Dans les savanes du Serengeti et du Masaï Mara, sur les pentes du mont Kenya, dans les hautes terres d’Ouganda ou sur les pistes du nord kényan, chaque itinéraire ouvre une lecture différente de cette région. Nos voyages en Afrique permettent d’aborder ces territoires par le safari, le trek, la marche, la rencontre et l’observation attentive des milieux naturels.

Guidés par Eric Le Boulch, nous avons fait nôtre cette terre nourricière de nos rêves d’enfants. Bercés par les images de Kajuli Joan, qui accompagne nos explorations, appareil photo en main, nous partons loin de chez nous, là où nous aimons être : dehors, au contact des paysages, des animaux et des hommes.
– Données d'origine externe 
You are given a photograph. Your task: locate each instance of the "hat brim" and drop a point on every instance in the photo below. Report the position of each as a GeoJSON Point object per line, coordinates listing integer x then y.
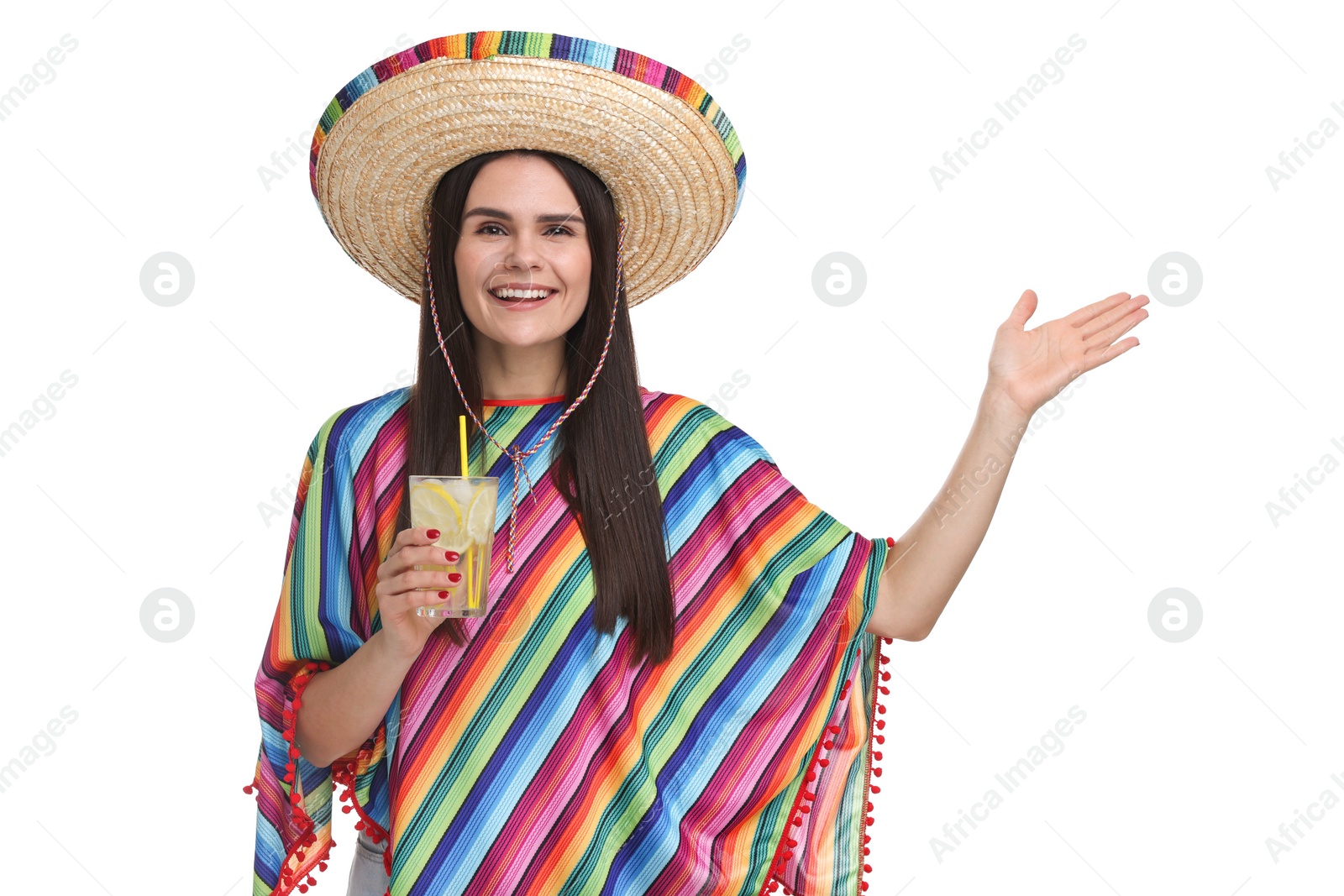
{"type": "Point", "coordinates": [674, 168]}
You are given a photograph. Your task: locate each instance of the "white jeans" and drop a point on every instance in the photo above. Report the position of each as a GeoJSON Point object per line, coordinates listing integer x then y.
{"type": "Point", "coordinates": [366, 872]}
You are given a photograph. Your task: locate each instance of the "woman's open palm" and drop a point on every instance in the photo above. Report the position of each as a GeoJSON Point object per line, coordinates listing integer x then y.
{"type": "Point", "coordinates": [1032, 365]}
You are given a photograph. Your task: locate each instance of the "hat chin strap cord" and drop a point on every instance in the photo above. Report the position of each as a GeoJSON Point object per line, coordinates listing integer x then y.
{"type": "Point", "coordinates": [517, 454]}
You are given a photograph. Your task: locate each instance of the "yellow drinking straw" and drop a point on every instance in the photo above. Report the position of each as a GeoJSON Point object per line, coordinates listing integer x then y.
{"type": "Point", "coordinates": [470, 551]}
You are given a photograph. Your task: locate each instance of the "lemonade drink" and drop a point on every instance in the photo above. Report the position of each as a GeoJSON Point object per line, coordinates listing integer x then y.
{"type": "Point", "coordinates": [463, 510]}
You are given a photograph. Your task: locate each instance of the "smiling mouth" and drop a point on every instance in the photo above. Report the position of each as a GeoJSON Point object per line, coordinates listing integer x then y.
{"type": "Point", "coordinates": [521, 296]}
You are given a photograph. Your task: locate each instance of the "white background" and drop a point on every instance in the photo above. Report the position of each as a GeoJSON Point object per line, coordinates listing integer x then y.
{"type": "Point", "coordinates": [151, 470]}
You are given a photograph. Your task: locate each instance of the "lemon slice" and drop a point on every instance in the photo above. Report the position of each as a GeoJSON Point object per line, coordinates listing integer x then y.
{"type": "Point", "coordinates": [480, 517]}
{"type": "Point", "coordinates": [433, 506]}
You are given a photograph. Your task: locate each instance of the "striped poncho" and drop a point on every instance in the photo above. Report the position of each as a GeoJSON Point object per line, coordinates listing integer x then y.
{"type": "Point", "coordinates": [534, 761]}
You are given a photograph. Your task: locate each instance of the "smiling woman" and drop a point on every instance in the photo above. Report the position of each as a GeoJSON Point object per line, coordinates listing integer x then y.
{"type": "Point", "coordinates": [674, 688]}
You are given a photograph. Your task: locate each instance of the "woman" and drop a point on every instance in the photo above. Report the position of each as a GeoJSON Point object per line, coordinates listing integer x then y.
{"type": "Point", "coordinates": [676, 687]}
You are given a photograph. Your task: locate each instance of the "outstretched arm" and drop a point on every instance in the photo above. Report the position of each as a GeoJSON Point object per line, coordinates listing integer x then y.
{"type": "Point", "coordinates": [1026, 369]}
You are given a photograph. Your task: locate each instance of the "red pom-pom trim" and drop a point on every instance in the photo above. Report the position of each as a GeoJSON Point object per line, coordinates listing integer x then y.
{"type": "Point", "coordinates": [292, 879]}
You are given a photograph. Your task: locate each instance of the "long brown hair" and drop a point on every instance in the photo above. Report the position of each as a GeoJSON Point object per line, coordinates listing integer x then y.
{"type": "Point", "coordinates": [602, 464]}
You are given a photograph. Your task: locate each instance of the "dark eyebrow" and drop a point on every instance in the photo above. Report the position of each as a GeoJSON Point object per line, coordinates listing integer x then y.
{"type": "Point", "coordinates": [542, 219]}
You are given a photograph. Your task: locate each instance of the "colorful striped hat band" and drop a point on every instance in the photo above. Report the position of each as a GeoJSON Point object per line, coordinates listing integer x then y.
{"type": "Point", "coordinates": [659, 143]}
{"type": "Point", "coordinates": [517, 454]}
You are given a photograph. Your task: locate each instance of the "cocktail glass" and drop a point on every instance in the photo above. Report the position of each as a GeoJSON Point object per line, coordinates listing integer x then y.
{"type": "Point", "coordinates": [463, 511]}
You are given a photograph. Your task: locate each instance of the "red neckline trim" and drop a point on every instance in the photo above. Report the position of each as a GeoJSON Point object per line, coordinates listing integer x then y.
{"type": "Point", "coordinates": [514, 402]}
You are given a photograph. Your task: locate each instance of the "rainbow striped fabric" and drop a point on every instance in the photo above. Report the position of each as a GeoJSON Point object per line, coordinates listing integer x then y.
{"type": "Point", "coordinates": [483, 45]}
{"type": "Point", "coordinates": [534, 761]}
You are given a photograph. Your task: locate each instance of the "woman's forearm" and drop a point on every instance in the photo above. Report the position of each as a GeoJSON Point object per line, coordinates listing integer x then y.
{"type": "Point", "coordinates": [929, 560]}
{"type": "Point", "coordinates": [343, 705]}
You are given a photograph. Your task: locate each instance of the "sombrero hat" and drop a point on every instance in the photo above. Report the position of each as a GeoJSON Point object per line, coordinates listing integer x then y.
{"type": "Point", "coordinates": [660, 143]}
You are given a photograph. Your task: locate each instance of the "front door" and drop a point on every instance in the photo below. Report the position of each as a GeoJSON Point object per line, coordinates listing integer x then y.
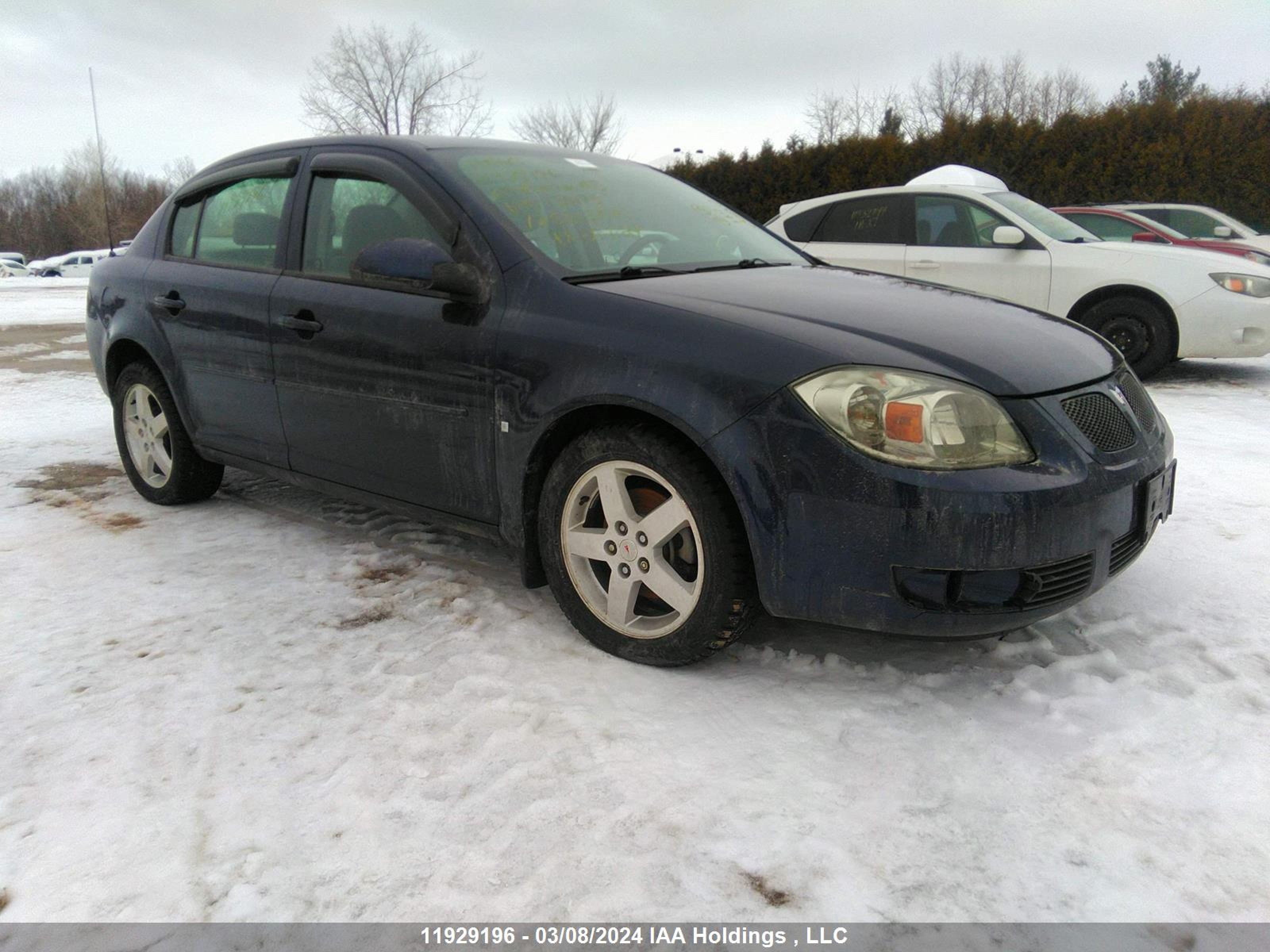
{"type": "Point", "coordinates": [953, 246]}
{"type": "Point", "coordinates": [385, 392]}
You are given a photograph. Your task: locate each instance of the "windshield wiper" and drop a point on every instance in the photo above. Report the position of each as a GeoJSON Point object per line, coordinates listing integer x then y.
{"type": "Point", "coordinates": [630, 271]}
{"type": "Point", "coordinates": [743, 263]}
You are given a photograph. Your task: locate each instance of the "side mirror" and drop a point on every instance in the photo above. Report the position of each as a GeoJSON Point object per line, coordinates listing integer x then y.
{"type": "Point", "coordinates": [1008, 235]}
{"type": "Point", "coordinates": [417, 265]}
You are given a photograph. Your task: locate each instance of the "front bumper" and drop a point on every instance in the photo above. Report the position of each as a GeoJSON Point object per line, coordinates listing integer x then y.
{"type": "Point", "coordinates": [837, 536]}
{"type": "Point", "coordinates": [1224, 324]}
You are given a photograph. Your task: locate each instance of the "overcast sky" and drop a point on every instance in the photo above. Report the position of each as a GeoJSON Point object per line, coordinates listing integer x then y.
{"type": "Point", "coordinates": [178, 78]}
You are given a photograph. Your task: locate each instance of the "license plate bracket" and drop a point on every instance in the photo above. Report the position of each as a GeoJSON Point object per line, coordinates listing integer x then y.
{"type": "Point", "coordinates": [1157, 499]}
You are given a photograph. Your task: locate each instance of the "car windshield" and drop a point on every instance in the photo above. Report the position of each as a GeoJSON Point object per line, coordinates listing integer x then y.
{"type": "Point", "coordinates": [1042, 217]}
{"type": "Point", "coordinates": [598, 216]}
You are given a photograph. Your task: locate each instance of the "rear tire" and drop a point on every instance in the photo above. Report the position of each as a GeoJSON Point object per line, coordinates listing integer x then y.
{"type": "Point", "coordinates": [643, 547]}
{"type": "Point", "coordinates": [1138, 329]}
{"type": "Point", "coordinates": [154, 446]}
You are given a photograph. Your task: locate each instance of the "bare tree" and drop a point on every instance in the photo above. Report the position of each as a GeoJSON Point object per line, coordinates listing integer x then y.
{"type": "Point", "coordinates": [373, 82]}
{"type": "Point", "coordinates": [827, 117]}
{"type": "Point", "coordinates": [975, 89]}
{"type": "Point", "coordinates": [832, 116]}
{"type": "Point", "coordinates": [178, 172]}
{"type": "Point", "coordinates": [591, 125]}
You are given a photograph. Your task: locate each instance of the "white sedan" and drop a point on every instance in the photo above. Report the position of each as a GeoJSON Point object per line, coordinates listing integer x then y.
{"type": "Point", "coordinates": [966, 229]}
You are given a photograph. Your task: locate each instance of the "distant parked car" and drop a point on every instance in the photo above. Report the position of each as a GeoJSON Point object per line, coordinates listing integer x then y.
{"type": "Point", "coordinates": [1122, 225]}
{"type": "Point", "coordinates": [77, 265]}
{"type": "Point", "coordinates": [1198, 221]}
{"type": "Point", "coordinates": [964, 229]}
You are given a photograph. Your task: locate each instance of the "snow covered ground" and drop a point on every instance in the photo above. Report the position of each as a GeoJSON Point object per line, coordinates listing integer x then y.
{"type": "Point", "coordinates": [281, 706]}
{"type": "Point", "coordinates": [25, 301]}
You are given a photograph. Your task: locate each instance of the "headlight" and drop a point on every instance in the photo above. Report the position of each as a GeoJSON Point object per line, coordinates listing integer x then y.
{"type": "Point", "coordinates": [915, 419]}
{"type": "Point", "coordinates": [1248, 285]}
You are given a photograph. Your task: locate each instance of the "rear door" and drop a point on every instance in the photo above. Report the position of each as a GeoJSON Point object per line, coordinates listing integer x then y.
{"type": "Point", "coordinates": [953, 246]}
{"type": "Point", "coordinates": [865, 233]}
{"type": "Point", "coordinates": [210, 292]}
{"type": "Point", "coordinates": [383, 390]}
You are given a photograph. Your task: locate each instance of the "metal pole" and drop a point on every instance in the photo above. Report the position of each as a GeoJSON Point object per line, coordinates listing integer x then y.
{"type": "Point", "coordinates": [101, 163]}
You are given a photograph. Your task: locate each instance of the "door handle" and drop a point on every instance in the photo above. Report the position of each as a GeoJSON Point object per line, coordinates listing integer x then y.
{"type": "Point", "coordinates": [169, 303]}
{"type": "Point", "coordinates": [303, 323]}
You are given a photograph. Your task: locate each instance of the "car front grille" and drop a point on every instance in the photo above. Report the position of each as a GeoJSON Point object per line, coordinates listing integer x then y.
{"type": "Point", "coordinates": [1057, 582]}
{"type": "Point", "coordinates": [1124, 550]}
{"type": "Point", "coordinates": [1138, 400]}
{"type": "Point", "coordinates": [1102, 422]}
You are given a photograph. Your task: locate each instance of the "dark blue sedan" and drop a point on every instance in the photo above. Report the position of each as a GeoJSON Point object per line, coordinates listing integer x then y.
{"type": "Point", "coordinates": [675, 418]}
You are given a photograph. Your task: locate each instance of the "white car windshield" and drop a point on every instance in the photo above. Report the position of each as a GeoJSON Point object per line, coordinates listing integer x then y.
{"type": "Point", "coordinates": [1042, 217]}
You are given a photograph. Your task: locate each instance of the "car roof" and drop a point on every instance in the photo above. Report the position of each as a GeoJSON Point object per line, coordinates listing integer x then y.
{"type": "Point", "coordinates": [418, 145]}
{"type": "Point", "coordinates": [808, 203]}
{"type": "Point", "coordinates": [1160, 205]}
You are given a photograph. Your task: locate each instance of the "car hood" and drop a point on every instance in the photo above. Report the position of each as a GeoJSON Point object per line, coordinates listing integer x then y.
{"type": "Point", "coordinates": [874, 319]}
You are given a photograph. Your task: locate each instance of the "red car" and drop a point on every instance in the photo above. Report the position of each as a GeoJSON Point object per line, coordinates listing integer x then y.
{"type": "Point", "coordinates": [1117, 225]}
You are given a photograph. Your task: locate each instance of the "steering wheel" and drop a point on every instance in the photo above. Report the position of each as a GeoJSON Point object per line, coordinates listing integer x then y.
{"type": "Point", "coordinates": [639, 246]}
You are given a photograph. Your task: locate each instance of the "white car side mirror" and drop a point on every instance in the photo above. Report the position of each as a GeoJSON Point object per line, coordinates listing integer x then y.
{"type": "Point", "coordinates": [1008, 235]}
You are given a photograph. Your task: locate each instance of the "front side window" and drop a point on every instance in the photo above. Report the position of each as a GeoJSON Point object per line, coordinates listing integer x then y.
{"type": "Point", "coordinates": [241, 224]}
{"type": "Point", "coordinates": [1199, 224]}
{"type": "Point", "coordinates": [1042, 219]}
{"type": "Point", "coordinates": [596, 215]}
{"type": "Point", "coordinates": [347, 215]}
{"type": "Point", "coordinates": [1106, 226]}
{"type": "Point", "coordinates": [954, 223]}
{"type": "Point", "coordinates": [869, 221]}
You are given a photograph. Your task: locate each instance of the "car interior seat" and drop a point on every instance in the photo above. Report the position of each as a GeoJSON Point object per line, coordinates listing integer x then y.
{"type": "Point", "coordinates": [368, 225]}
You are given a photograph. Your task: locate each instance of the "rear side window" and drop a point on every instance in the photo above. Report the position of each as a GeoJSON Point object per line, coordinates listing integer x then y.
{"type": "Point", "coordinates": [802, 226]}
{"type": "Point", "coordinates": [865, 221]}
{"type": "Point", "coordinates": [183, 225]}
{"type": "Point", "coordinates": [347, 215]}
{"type": "Point", "coordinates": [237, 225]}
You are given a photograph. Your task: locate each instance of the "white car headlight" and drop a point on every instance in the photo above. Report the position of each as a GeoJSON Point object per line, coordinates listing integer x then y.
{"type": "Point", "coordinates": [1249, 285]}
{"type": "Point", "coordinates": [915, 419]}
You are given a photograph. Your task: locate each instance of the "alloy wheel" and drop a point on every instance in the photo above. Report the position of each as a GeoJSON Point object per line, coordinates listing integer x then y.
{"type": "Point", "coordinates": [632, 549]}
{"type": "Point", "coordinates": [145, 431]}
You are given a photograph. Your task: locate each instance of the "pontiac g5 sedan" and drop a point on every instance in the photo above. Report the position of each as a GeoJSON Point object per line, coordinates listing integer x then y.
{"type": "Point", "coordinates": [671, 416]}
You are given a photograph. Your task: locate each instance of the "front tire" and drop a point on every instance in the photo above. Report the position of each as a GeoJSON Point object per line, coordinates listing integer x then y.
{"type": "Point", "coordinates": [643, 547]}
{"type": "Point", "coordinates": [1140, 330]}
{"type": "Point", "coordinates": [154, 446]}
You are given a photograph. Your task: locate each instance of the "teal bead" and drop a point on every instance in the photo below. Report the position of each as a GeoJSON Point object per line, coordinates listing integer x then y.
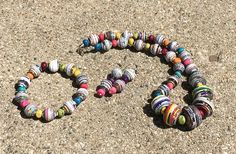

Émerveillez-vous sur les images de ce petit film de 4 minutes.

 

L’Afrique de l’Est, terre de grands paysages

L’Afrique de l’Est réunit quelques-uns des paysages les plus emblématiques du continent. Les plaines du Serengeti, les hautes terres du Kenya, les volcans, les lacs de la vallée du Rift, les savanes arborées, les zones semi-arides et les montagnes composent une mosaïque d’une grande richesse.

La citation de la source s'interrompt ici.